I remember one time when she was still tiny she climbed inside our baby grand piano. Cinder sat on the piano and mewed until we came along to see what all the racket was about. And then he had to mew some more because we weren’t that quick to realize there was a kitten in the piano. Cinder died a year later and I think Penny has been missing him ever since. It makes me happy to think that they are together again. 
I know some people don’t think pets go to heaven but I’m convinced I’ll see them there someday. After all, didn’t God create animals for our pleasure? And Penny was such a blessing. She wasn’t the bravest cat or the most outspoken. But when she climbed into bed with me every night and made herself a little nest in the blankets and then licked my hand, purring all the while, well, she gave me a real sense of peace and contentment. And what more can you ask from a pet?

No Way This Ends Good
Our cat Penny is sick. She’s our quiet shy kitty so it took me a while to notice that she was hiding more than usual. And she’s lost a lot of weight. She’s a maincoon and used to be somewhat “stout” – now she’s all bones. I hoped it was just stress from the move or something. But after a few days of watching her, I finally took her to the vet today. One wonders why I would even bother, since Hubby made it abundantly clear that we do not have extra money to spend on vet bills and he’s not particularly fond of having four cats anyway. But I really hoped they would tell me it was nothing big, maybe she just needed special food or a prescription or something.
So Penny and I went in to the vet that I picked out online and where we brought the dogs when they were poisoned. This is my first time there, Hubby did the other trips. I swear, this place is the Greys Anatomy of veteranarians. It’s a huge center – like 3 stories huge. And has like flat screen tv’s in the waiting rooms and multiple intake desks and probably more than 20 doctors… all of them young and good looking. I even heard a couple of them flirting and making lunch date plans.

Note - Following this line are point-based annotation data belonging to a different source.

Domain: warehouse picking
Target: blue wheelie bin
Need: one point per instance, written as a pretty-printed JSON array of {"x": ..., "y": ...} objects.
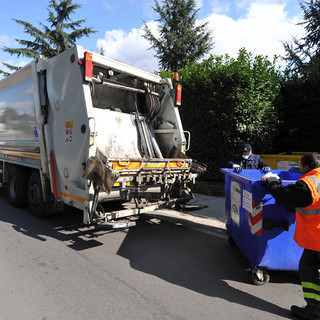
[{"x": 257, "y": 225}]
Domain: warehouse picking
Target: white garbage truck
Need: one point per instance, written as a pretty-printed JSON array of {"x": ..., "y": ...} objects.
[{"x": 81, "y": 129}]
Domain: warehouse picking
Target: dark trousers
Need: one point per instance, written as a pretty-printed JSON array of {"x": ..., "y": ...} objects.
[{"x": 309, "y": 272}]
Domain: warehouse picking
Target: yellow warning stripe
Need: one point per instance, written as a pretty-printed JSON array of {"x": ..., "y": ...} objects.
[
  {"x": 136, "y": 165},
  {"x": 72, "y": 197},
  {"x": 21, "y": 154}
]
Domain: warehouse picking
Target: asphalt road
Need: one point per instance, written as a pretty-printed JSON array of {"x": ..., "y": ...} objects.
[{"x": 59, "y": 269}]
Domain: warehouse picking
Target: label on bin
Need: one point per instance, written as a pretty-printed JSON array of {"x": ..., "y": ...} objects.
[
  {"x": 235, "y": 197},
  {"x": 247, "y": 200}
]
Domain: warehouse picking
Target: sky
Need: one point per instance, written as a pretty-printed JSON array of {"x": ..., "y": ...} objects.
[{"x": 260, "y": 26}]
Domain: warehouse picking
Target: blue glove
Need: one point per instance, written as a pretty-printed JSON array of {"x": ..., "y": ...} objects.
[{"x": 273, "y": 179}]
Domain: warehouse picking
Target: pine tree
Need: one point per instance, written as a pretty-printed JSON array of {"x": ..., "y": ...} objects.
[
  {"x": 61, "y": 34},
  {"x": 180, "y": 37}
]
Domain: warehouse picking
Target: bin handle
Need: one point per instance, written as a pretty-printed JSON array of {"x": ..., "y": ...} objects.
[{"x": 269, "y": 224}]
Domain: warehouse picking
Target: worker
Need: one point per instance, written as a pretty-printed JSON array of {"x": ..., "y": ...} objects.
[
  {"x": 305, "y": 198},
  {"x": 247, "y": 160}
]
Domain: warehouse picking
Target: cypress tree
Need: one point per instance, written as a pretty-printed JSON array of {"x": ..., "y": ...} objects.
[
  {"x": 61, "y": 34},
  {"x": 180, "y": 37}
]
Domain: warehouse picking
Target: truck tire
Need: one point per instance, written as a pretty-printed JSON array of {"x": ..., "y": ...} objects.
[
  {"x": 17, "y": 186},
  {"x": 37, "y": 206}
]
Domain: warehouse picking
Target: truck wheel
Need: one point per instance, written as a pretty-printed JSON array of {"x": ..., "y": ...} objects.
[
  {"x": 17, "y": 186},
  {"x": 37, "y": 206}
]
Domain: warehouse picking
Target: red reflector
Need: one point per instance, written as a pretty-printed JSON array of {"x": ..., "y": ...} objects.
[
  {"x": 178, "y": 95},
  {"x": 88, "y": 68}
]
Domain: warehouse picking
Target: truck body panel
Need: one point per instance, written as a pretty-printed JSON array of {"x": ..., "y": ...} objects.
[{"x": 54, "y": 118}]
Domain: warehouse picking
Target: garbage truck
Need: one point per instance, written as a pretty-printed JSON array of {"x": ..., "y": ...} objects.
[{"x": 81, "y": 130}]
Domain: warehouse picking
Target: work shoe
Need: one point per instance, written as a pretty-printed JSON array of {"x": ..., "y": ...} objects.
[{"x": 304, "y": 313}]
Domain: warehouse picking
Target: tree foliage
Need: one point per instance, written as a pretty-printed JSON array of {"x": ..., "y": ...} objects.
[
  {"x": 61, "y": 34},
  {"x": 226, "y": 101},
  {"x": 180, "y": 37}
]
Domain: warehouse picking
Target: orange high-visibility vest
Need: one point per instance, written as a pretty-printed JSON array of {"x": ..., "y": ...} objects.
[{"x": 307, "y": 234}]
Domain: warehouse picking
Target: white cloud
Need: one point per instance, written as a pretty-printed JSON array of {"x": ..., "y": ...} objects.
[
  {"x": 261, "y": 31},
  {"x": 130, "y": 47}
]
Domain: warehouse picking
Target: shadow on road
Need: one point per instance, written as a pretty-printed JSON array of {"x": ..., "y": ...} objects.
[
  {"x": 66, "y": 227},
  {"x": 192, "y": 259},
  {"x": 195, "y": 260}
]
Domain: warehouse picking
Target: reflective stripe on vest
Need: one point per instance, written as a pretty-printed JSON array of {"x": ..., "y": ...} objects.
[
  {"x": 307, "y": 234},
  {"x": 311, "y": 290}
]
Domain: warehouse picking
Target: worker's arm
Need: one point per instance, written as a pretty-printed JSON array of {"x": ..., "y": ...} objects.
[{"x": 292, "y": 195}]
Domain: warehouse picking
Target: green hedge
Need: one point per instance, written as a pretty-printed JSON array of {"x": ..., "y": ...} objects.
[{"x": 226, "y": 101}]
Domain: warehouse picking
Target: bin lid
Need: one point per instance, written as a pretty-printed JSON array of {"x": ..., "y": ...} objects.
[{"x": 253, "y": 176}]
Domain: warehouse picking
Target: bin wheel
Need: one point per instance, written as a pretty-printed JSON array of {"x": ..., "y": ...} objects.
[
  {"x": 260, "y": 277},
  {"x": 231, "y": 241}
]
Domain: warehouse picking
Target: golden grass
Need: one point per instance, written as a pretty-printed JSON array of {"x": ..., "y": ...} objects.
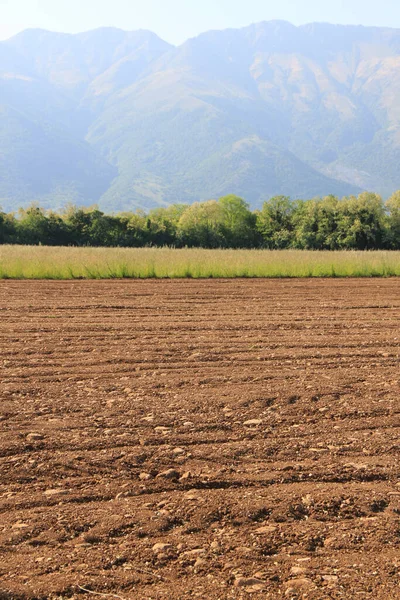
[{"x": 40, "y": 262}]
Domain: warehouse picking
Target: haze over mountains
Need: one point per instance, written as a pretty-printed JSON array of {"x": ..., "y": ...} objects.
[{"x": 126, "y": 120}]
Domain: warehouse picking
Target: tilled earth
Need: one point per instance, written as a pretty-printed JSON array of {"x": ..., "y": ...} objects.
[{"x": 207, "y": 439}]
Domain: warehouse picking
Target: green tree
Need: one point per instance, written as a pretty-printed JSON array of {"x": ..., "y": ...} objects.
[
  {"x": 275, "y": 222},
  {"x": 393, "y": 208},
  {"x": 362, "y": 223},
  {"x": 201, "y": 225},
  {"x": 238, "y": 222}
]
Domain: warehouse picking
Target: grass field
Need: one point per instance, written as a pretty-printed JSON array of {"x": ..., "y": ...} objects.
[{"x": 39, "y": 262}]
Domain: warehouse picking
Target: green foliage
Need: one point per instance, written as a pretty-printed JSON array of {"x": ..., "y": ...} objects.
[{"x": 361, "y": 222}]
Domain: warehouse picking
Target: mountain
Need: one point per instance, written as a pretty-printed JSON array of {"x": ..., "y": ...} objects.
[{"x": 126, "y": 120}]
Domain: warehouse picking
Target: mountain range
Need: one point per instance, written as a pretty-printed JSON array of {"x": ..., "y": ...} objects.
[{"x": 126, "y": 120}]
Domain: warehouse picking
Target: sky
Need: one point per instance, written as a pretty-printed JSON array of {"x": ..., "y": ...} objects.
[{"x": 177, "y": 20}]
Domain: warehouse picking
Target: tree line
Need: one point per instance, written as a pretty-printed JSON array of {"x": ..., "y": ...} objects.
[{"x": 363, "y": 222}]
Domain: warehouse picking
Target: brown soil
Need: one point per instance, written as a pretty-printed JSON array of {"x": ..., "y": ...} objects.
[{"x": 250, "y": 428}]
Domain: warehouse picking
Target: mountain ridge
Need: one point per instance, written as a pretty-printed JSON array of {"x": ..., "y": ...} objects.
[{"x": 267, "y": 109}]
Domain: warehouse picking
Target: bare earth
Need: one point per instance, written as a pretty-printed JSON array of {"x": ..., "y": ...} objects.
[{"x": 207, "y": 439}]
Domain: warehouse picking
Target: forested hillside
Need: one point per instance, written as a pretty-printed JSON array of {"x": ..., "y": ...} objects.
[
  {"x": 362, "y": 222},
  {"x": 128, "y": 121}
]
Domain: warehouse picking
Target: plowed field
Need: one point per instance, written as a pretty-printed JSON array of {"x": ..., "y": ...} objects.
[{"x": 206, "y": 439}]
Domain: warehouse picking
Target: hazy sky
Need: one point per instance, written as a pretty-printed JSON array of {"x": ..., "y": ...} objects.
[{"x": 177, "y": 20}]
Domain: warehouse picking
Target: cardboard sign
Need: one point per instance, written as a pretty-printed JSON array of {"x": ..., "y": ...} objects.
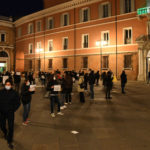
[
  {"x": 5, "y": 78},
  {"x": 57, "y": 88}
]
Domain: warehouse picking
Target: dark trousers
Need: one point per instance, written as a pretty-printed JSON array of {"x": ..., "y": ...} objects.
[
  {"x": 26, "y": 111},
  {"x": 54, "y": 99},
  {"x": 4, "y": 118},
  {"x": 108, "y": 92},
  {"x": 82, "y": 99},
  {"x": 92, "y": 91},
  {"x": 68, "y": 96}
]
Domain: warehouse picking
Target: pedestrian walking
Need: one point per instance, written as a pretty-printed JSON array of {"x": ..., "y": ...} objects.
[
  {"x": 91, "y": 84},
  {"x": 81, "y": 87},
  {"x": 26, "y": 96},
  {"x": 54, "y": 88},
  {"x": 9, "y": 103},
  {"x": 123, "y": 77},
  {"x": 108, "y": 85}
]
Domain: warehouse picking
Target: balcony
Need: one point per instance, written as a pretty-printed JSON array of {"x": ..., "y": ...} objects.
[{"x": 143, "y": 11}]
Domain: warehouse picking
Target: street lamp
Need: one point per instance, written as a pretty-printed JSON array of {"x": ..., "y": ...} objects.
[
  {"x": 101, "y": 44},
  {"x": 38, "y": 50}
]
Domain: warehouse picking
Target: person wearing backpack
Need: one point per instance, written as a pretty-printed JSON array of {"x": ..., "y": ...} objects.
[{"x": 81, "y": 87}]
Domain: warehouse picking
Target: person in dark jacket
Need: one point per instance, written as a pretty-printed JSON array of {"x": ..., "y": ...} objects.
[
  {"x": 54, "y": 95},
  {"x": 91, "y": 83},
  {"x": 123, "y": 81},
  {"x": 68, "y": 83},
  {"x": 9, "y": 103},
  {"x": 108, "y": 84},
  {"x": 26, "y": 96}
]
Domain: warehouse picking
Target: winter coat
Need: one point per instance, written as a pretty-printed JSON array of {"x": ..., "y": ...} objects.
[
  {"x": 81, "y": 80},
  {"x": 9, "y": 100},
  {"x": 26, "y": 95}
]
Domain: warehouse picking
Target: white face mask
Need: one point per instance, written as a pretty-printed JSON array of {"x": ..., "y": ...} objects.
[{"x": 7, "y": 87}]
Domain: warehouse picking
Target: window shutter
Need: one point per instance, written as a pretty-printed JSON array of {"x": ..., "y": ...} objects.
[
  {"x": 132, "y": 5},
  {"x": 89, "y": 14},
  {"x": 109, "y": 9},
  {"x": 80, "y": 15},
  {"x": 68, "y": 20},
  {"x": 121, "y": 6},
  {"x": 61, "y": 20},
  {"x": 100, "y": 10}
]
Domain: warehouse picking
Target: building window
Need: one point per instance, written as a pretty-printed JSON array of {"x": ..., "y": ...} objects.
[
  {"x": 105, "y": 62},
  {"x": 2, "y": 37},
  {"x": 30, "y": 48},
  {"x": 104, "y": 10},
  {"x": 30, "y": 64},
  {"x": 50, "y": 45},
  {"x": 85, "y": 41},
  {"x": 127, "y": 36},
  {"x": 39, "y": 45},
  {"x": 19, "y": 32},
  {"x": 65, "y": 63},
  {"x": 105, "y": 37},
  {"x": 30, "y": 28},
  {"x": 38, "y": 26},
  {"x": 84, "y": 14},
  {"x": 64, "y": 19},
  {"x": 65, "y": 43},
  {"x": 127, "y": 61},
  {"x": 50, "y": 23},
  {"x": 50, "y": 63},
  {"x": 127, "y": 6},
  {"x": 85, "y": 62}
]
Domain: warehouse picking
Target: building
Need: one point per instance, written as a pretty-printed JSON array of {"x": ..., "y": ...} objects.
[
  {"x": 82, "y": 34},
  {"x": 7, "y": 44}
]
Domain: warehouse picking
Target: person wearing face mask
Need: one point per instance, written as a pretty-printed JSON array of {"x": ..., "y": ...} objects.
[
  {"x": 26, "y": 96},
  {"x": 9, "y": 103},
  {"x": 54, "y": 95}
]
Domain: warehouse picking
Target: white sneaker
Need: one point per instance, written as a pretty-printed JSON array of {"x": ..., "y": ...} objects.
[
  {"x": 60, "y": 113},
  {"x": 52, "y": 114}
]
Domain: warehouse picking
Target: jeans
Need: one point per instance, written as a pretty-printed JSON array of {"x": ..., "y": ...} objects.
[
  {"x": 54, "y": 99},
  {"x": 26, "y": 111},
  {"x": 9, "y": 117},
  {"x": 92, "y": 91}
]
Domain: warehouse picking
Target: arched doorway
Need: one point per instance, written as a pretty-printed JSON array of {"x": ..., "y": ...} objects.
[{"x": 3, "y": 61}]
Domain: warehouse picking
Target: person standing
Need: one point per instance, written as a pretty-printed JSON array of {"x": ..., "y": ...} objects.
[
  {"x": 9, "y": 103},
  {"x": 123, "y": 77},
  {"x": 108, "y": 85},
  {"x": 80, "y": 88},
  {"x": 26, "y": 96},
  {"x": 91, "y": 83},
  {"x": 54, "y": 95}
]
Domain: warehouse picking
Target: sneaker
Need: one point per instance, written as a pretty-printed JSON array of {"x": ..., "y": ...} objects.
[
  {"x": 25, "y": 123},
  {"x": 52, "y": 114},
  {"x": 60, "y": 113}
]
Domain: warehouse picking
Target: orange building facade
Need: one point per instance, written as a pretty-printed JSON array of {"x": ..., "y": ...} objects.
[{"x": 81, "y": 35}]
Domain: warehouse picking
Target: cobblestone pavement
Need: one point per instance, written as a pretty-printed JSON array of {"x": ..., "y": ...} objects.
[{"x": 121, "y": 124}]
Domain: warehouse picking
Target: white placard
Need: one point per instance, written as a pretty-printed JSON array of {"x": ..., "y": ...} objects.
[
  {"x": 57, "y": 88},
  {"x": 5, "y": 78},
  {"x": 32, "y": 87}
]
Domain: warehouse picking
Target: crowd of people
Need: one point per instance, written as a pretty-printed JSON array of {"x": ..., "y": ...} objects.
[{"x": 59, "y": 87}]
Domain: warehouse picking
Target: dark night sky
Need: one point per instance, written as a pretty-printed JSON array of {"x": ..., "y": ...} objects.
[{"x": 19, "y": 8}]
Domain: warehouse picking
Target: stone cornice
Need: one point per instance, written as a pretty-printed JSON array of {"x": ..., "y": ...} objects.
[
  {"x": 53, "y": 10},
  {"x": 6, "y": 23}
]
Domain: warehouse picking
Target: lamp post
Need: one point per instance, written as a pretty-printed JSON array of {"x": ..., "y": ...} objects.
[
  {"x": 38, "y": 50},
  {"x": 101, "y": 44}
]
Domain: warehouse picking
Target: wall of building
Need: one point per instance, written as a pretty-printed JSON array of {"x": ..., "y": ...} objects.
[{"x": 74, "y": 32}]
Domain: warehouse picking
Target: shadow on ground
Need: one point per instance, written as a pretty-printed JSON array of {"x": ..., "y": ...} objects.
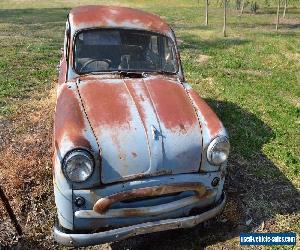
[{"x": 257, "y": 190}]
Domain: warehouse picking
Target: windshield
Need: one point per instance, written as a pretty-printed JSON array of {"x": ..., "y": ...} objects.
[{"x": 104, "y": 50}]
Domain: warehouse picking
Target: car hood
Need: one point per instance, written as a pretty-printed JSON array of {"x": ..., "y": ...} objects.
[{"x": 144, "y": 126}]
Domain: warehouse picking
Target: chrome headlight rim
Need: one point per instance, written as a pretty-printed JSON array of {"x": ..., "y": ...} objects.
[
  {"x": 79, "y": 151},
  {"x": 211, "y": 147}
]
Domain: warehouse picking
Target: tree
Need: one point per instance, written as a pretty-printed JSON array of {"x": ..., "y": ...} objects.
[
  {"x": 225, "y": 18},
  {"x": 277, "y": 20}
]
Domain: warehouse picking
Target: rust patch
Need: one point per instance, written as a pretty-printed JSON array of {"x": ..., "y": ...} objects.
[
  {"x": 103, "y": 204},
  {"x": 211, "y": 119},
  {"x": 111, "y": 16},
  {"x": 105, "y": 103},
  {"x": 138, "y": 98},
  {"x": 69, "y": 119},
  {"x": 172, "y": 104}
]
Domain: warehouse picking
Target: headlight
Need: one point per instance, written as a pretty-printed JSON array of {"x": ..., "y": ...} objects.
[
  {"x": 218, "y": 151},
  {"x": 78, "y": 165}
]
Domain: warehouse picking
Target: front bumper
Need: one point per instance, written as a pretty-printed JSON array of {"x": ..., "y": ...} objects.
[{"x": 77, "y": 240}]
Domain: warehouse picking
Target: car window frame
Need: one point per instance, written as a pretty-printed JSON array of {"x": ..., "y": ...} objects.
[{"x": 178, "y": 64}]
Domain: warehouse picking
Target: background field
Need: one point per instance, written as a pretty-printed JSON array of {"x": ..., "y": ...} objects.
[{"x": 251, "y": 79}]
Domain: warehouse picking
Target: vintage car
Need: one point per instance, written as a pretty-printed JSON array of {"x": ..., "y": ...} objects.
[{"x": 136, "y": 149}]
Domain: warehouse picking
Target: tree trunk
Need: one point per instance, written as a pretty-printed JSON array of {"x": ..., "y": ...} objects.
[
  {"x": 206, "y": 12},
  {"x": 285, "y": 7},
  {"x": 277, "y": 20},
  {"x": 242, "y": 7},
  {"x": 225, "y": 18}
]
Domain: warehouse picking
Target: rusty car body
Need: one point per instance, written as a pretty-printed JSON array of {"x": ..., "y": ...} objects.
[{"x": 136, "y": 149}]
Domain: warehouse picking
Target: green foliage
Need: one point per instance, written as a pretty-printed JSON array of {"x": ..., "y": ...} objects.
[{"x": 254, "y": 7}]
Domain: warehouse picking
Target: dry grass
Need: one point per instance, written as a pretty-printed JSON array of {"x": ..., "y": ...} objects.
[
  {"x": 25, "y": 160},
  {"x": 242, "y": 78}
]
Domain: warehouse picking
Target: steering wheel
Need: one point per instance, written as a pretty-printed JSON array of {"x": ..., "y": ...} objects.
[{"x": 95, "y": 60}]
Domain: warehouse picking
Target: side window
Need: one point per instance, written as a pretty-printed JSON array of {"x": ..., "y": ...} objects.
[{"x": 168, "y": 50}]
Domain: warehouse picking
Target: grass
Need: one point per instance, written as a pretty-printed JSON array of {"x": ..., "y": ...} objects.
[{"x": 251, "y": 79}]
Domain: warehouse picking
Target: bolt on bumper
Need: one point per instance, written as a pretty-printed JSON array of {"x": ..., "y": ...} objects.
[{"x": 80, "y": 240}]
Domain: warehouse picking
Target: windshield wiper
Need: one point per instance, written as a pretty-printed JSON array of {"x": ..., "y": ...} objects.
[{"x": 131, "y": 74}]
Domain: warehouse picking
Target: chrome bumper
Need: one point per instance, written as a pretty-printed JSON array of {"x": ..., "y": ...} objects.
[{"x": 78, "y": 240}]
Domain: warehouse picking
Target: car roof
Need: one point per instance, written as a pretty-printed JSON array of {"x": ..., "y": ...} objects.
[{"x": 100, "y": 16}]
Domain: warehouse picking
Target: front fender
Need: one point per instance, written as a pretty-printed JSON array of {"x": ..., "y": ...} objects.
[
  {"x": 210, "y": 124},
  {"x": 71, "y": 131}
]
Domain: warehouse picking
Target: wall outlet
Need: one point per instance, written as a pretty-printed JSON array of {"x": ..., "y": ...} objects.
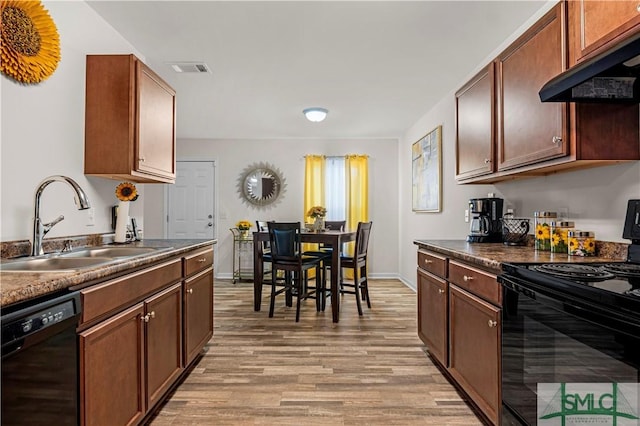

Well, Miss McVet took one look at Penny and knew something was very very wrong. She said her lips, eyes and ears are all yellow. It’s probably kidney and/or liver failure. And Penny is very dehydrated. She wanted to run blood and urine tests right away. I said okay, and then sat there for half an hour waiting for her to come back and tell me what happens next. And as I sat there I realized we were officially hitting the limit of how much I could spend on Penny’s care. So short of them saying “oh it’s no big thing here’s a $50 prescription that wil make her all better” I am screwed.
Turns out I was more right than I wanted to be. Miss McVet came back with an itemized list of what she wants to do for Penny over the next 2-3 days, which is basically giving her lots of fluids and running a bunch of tests. Just those 2-3 days of figuring out what is wrong with her would cost us about $2000. Two Thousand Dollars. Just to find out what is wrong with my 8 year old cat.
And now I sit here waiting for the phone ring wondering what on earth I’m supposed to do. Miss McVet acted like the only choice was to do all the testing. What kind of monster will I be if I then say “No”? Do I just let her die because we don’t want to put out $2000? And what about the whole euthenasia thing? Honestly, I really not comfortable with the idea of deciding exactly when my pet dies. And just this morning I was holding Penny in my arms and she was purring – so clearly she isn’t in a lot of pain, right? Do I just bring her home and watch her slowly die?
And just to show what a cold and callous individual I really am, I am frustrated because this is just not a good time for a pet crisis. My very good friend is flying into town tonight for a short 2 day visit and I really don’t want to spend her entire visit crying or stressing about what to do. Not really sure how I can avoid that now though.
Apparently my streak of Frappiness is not quite up yet.